Not unfamiliar territory for the wrestling champ. On moving to Canberra as a 19-year-old, he talked his way into a band as a saxophone player, despite not really knowing how to play saxophone. He says he saw it as a way of making friends.
It would prove to be life-changing, with music emerging as more than just a creative outlet.
In 2004 he graduated from the University of Canberra with a Bachelors degree in Creative Writing under his belt, which, he says, helped him to write songs.
One song he recently wrote was about the suburb of Braddon. Not an usual topic for a song, but the composition won a medal at Canbeurovision 2019.
“I was determined to write the definitive song about Braddon,” says Nick, whose lyrics poked gentle fun at the “gentrified hipster lifestyle” that he himself claims to live.
However, Nick Delatovic’s involvement in the Canberra music scene amounts to more than writing songs about the inner-north. He is heavily involved in ‘You are Here,’ Canberra’s experimental arts development organisation, running the organisation’s artists’ development programs.

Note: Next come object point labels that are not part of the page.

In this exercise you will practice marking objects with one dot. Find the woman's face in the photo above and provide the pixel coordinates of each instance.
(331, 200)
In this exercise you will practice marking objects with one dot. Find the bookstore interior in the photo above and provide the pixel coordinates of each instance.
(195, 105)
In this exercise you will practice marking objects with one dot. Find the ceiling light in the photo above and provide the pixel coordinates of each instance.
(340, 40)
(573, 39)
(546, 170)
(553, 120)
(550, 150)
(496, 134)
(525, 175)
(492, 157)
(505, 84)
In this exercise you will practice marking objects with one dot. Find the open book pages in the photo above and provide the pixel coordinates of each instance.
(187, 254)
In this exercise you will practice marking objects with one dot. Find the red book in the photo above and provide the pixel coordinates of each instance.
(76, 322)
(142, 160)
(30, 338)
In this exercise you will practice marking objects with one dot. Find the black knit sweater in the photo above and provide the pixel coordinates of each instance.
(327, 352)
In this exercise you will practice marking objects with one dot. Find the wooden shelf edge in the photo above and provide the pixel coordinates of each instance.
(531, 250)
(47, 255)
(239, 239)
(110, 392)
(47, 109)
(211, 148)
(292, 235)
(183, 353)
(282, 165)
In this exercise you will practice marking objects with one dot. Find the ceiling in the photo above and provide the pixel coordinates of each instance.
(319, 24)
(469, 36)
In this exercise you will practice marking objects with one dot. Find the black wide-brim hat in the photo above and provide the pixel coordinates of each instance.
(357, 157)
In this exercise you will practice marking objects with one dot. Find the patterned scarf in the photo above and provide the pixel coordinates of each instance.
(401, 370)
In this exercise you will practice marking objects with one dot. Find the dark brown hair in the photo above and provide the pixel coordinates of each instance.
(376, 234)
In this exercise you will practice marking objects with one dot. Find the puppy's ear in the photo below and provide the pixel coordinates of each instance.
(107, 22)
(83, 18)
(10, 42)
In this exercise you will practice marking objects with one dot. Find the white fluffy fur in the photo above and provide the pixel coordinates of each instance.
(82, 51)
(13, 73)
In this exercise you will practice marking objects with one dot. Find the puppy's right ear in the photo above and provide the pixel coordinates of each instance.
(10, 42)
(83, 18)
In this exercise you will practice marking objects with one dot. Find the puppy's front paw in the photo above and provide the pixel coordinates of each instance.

He has also been the lead singer of Canberra electro punk band Babyfreeze for ten years, whilst working as a strength and conditioning coach and training for his Olympic aspirations.
It appears he thrives on multi-tasking. But the unusual blend of music and sport has a reasoning behind it. As Nick explains, “For me, both are about trying to solve the unsolvable.”
If he doesn’t make it to the Olympics he has plenty of options. If he does make it, it could quite possibly be one of the more interesting back-stories of the Games.